Dinî anlatılar: DAEŞ tarafından sosyal medyada, bilhassa yayınlandığı e-dergilerde kullanılan dile bakıldığında farklı amaçlara göre geliştirilmiş bir kullanımın bulunduğu kolaylıkla ifade edilebilir. Batı’da sonradan Müslüman olan ve dini eğitimi yarım kalmış, kayıtlı camiler yerine kayıt dışı yerlerde Kur’an-ı Kerim’i kendi amaçları için araçsallaştıran kişilerden eğitim alan bireylerin DAEŞ vb. dini motifli terör örgütleri tarafından gerçekleştirilen propaganda faaliyetlerinin etkisi altına girdikleri görülmektedir. Bu kitlelerin bir kısmı aynı zamanda göçmen ailelerin 2. veya 3. nesillerini de oluşturmaktadır. Tüm bunlar dikkate alındığında, hâlihazırda zaten içinde yaşadığı toplumla uyum sorunu bulunan bu insanların Batı’daki yerleşik İslamofobik ötekileştirmelerin de etkisiyle DAEŞ vb. örgütlerin propagandalarından etkilenmesi kolaylaşmaktadır.
Ötekileştirici&düşmanlaştırıcı dil: Tüm terör örgütleri anlatılarını canlı tutabilmek ve bir örgüt olarak ayakta durabilmek için kendileri dışında başkalarına ihtiyaç duymaktadırlar. Başkaları “öteki” olarak adlandırılmakta ve ötekiler tehdit olarak algılanıp düşman olarak kabul edilmektedirler. DAEŞ terör örgütü tarafından öteki kabul edilip düşman ilan edilen hedefler arasında Türkiye Cumhuriyeti’nin üst-düzey yöneticileri, İran yönetimi ve halkı, Müslüman Kardeşler, ABD, Rusya ve DAEŞ’e karşı mücadelede yer alan diğer devletler yer almaktadır. DAEŞ’in ötekileştirme sürecinde tağut, kâfir, mürtet ve müşrik gibi kavramların ise sıkça atıf aldığı görülmektedir.
Değerlendirme
Terör örgütlerinin sahada silahlı bir şekilde yürüttüğü mücadele süreci, sosyal medyada ise kelimeler ve görseller üzerinden farklı bir şekilde gerçekleşmektedir.

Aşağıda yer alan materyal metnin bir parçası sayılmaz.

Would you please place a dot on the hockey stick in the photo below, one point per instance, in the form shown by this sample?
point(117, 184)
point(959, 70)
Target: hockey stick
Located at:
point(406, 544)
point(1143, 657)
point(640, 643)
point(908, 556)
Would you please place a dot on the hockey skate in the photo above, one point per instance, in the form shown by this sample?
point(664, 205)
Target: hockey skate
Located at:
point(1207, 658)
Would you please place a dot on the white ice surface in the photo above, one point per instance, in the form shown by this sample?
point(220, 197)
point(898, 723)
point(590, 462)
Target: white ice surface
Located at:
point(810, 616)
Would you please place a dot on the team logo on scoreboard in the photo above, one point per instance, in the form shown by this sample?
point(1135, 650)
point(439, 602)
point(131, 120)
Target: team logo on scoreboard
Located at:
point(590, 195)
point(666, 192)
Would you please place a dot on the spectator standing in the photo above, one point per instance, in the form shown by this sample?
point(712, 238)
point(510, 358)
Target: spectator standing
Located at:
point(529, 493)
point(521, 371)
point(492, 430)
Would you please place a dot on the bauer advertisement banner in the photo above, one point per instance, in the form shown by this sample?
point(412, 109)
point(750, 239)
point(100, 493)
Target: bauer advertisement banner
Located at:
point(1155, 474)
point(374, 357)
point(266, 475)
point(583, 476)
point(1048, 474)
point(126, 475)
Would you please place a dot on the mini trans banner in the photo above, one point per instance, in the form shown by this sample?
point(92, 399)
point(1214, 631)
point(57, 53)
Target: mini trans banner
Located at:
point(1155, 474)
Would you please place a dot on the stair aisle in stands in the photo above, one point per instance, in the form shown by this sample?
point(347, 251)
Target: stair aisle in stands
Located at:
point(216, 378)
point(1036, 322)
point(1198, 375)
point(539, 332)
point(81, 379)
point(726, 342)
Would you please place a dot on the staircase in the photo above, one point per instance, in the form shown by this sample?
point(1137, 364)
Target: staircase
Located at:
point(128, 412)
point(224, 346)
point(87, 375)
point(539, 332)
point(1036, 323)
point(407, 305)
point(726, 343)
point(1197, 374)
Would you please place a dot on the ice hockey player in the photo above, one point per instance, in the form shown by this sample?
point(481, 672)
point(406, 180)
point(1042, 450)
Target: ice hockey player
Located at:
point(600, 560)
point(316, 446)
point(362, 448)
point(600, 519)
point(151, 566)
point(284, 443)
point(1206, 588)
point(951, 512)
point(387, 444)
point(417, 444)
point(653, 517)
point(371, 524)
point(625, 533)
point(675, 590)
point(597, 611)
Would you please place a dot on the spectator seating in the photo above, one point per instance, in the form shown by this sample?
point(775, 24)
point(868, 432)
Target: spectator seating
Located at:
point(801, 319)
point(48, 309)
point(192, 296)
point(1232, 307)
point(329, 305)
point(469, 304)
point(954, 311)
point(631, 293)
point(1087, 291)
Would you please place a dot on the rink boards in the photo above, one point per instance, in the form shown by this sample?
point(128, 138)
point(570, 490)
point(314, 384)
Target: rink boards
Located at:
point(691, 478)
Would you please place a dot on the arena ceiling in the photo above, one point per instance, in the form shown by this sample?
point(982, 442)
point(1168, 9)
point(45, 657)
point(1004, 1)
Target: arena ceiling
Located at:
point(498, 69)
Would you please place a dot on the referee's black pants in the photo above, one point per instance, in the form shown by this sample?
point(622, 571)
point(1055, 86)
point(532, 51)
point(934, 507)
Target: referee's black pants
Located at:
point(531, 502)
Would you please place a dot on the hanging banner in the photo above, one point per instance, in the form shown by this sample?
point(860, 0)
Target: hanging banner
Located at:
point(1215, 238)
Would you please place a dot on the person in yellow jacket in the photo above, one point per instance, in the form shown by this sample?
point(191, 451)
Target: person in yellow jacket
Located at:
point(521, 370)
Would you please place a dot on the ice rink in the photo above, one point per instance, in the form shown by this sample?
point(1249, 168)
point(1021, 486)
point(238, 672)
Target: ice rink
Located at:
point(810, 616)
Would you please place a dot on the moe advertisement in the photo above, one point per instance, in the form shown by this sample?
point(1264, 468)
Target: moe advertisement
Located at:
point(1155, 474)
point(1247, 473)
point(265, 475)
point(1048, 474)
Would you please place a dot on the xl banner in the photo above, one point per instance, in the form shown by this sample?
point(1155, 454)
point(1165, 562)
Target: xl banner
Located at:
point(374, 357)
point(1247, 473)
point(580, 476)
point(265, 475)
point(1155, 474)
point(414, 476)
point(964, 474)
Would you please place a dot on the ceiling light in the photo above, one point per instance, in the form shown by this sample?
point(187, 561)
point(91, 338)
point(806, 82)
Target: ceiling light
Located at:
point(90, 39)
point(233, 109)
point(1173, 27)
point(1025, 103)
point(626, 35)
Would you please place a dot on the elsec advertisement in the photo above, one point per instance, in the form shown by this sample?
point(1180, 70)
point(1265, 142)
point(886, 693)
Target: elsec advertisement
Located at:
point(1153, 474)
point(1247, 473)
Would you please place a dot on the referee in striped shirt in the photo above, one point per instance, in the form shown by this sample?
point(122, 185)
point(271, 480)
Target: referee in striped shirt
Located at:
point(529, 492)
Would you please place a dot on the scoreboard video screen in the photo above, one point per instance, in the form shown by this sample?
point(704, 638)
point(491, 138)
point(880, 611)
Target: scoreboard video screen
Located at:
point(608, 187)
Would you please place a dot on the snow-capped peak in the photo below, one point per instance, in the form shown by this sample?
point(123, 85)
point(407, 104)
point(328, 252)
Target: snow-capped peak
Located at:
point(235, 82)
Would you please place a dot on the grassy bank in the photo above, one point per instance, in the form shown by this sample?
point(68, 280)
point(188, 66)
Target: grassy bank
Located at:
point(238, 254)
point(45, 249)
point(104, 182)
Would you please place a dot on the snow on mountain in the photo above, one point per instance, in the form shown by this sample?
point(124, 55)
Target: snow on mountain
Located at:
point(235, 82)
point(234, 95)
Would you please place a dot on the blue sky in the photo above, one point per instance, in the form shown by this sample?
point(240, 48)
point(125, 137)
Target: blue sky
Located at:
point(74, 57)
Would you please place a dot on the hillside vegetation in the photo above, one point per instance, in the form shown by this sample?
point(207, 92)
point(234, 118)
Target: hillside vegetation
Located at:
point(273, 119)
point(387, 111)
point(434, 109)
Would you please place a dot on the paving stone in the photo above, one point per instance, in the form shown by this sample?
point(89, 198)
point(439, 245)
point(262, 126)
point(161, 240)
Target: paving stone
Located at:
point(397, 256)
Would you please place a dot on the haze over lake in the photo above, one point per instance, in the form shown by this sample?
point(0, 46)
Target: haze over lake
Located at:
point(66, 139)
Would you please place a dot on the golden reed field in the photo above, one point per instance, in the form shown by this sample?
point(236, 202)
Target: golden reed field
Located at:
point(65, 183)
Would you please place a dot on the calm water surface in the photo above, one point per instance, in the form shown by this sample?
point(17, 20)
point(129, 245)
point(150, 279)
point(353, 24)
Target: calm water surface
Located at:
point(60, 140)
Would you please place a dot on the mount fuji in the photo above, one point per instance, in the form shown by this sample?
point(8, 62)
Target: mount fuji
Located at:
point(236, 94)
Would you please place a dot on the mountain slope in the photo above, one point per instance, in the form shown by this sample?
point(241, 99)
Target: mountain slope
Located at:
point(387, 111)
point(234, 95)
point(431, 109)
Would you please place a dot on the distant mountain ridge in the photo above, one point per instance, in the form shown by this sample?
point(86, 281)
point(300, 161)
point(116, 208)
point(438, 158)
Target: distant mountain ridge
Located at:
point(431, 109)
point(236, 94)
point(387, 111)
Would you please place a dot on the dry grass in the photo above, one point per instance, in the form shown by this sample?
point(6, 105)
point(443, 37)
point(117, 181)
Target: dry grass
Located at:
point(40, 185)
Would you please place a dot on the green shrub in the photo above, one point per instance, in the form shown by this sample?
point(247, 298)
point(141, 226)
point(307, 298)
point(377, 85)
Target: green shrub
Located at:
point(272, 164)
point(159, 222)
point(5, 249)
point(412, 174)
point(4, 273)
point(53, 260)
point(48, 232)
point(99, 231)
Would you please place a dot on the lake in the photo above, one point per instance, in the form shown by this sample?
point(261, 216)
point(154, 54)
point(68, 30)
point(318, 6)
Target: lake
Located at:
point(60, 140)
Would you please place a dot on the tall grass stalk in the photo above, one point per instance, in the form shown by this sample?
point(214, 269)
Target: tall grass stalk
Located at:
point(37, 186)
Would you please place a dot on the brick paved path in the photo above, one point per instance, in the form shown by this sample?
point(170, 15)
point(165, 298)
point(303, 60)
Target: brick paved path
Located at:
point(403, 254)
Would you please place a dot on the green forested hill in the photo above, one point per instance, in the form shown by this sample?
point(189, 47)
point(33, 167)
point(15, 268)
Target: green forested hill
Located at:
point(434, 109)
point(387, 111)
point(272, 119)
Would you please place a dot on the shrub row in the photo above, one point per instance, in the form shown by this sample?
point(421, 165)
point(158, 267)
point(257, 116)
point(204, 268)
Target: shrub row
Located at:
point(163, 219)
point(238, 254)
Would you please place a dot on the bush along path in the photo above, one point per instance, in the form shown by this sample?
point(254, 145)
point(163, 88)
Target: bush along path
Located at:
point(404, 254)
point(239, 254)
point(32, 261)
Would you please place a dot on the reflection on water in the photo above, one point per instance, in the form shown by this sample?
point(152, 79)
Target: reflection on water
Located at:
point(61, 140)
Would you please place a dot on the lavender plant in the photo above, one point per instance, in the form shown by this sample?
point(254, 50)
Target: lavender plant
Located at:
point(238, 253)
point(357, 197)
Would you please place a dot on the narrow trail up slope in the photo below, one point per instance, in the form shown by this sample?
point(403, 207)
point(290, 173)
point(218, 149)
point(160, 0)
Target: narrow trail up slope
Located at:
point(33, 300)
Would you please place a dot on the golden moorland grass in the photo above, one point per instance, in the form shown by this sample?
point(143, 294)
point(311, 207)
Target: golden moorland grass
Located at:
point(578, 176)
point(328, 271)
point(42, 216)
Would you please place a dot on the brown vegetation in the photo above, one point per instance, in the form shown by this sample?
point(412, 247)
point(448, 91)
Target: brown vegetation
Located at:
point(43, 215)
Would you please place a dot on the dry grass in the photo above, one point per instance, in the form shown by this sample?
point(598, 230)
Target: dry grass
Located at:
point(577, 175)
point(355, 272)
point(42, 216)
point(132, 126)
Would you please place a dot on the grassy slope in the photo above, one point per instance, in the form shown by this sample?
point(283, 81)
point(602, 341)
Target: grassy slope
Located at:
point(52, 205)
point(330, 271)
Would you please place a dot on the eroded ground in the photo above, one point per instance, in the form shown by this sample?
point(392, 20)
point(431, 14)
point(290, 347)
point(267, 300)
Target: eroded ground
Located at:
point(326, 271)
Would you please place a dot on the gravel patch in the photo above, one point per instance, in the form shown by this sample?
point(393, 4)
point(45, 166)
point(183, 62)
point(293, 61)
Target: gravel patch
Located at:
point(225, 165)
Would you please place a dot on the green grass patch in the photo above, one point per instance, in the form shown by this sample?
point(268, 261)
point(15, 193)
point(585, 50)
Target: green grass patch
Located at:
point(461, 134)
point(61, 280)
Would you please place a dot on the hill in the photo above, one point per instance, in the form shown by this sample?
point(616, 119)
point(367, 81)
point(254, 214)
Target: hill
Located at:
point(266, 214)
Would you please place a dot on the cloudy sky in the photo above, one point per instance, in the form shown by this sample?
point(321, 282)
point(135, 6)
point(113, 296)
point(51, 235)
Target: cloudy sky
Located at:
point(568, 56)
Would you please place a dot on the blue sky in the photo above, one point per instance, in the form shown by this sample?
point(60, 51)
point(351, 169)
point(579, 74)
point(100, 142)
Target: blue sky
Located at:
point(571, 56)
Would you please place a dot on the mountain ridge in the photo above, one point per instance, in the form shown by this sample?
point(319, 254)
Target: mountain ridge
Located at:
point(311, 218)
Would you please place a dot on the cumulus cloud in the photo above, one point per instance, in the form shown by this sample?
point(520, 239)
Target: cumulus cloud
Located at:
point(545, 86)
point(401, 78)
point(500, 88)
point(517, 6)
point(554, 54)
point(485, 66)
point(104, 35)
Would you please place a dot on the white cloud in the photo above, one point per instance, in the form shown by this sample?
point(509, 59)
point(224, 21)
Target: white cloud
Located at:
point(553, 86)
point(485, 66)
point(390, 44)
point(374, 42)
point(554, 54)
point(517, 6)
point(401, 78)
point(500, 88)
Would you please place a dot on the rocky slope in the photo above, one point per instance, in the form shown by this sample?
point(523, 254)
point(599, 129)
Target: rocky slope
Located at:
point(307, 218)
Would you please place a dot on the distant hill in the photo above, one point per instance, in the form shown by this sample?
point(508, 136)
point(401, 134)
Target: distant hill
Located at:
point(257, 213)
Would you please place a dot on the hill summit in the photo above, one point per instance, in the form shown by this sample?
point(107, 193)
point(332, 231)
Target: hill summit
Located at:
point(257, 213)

Günümüzde bilgi ve iletişim teknolojilerinde ulaşılan kapasite dikkate alındığında terör örgütlerinin yürüttükleri mücadele belirli bir mekâna hapsolmaktan kurtulmuş ve küresel satıha yayılmış durumdadır. Terörün küresel satıha yayılan saldırı kapasitesiyle mücadele edebilmek için terör örgütlerinin lokal olarak ortaya çıktıkları yerlerden başlamak üzere sosyal medya dahil olmak üzere yoğun bir mücadele verilmesi gerekir. DAEŞ’e katılan yabancı savaşçı aralığının 18-25 bandında bulunması ve aynı yaş aralığının sosyal medyada da en geniş aralığı oluşturması, terör örgütlerinin kullandıkları yöntemlere dair toplumun özellikle de ailelerin ve gençlerin farkındalığının artırılması ve bilinçlendirilmesi açısından önem kazanmaktadır.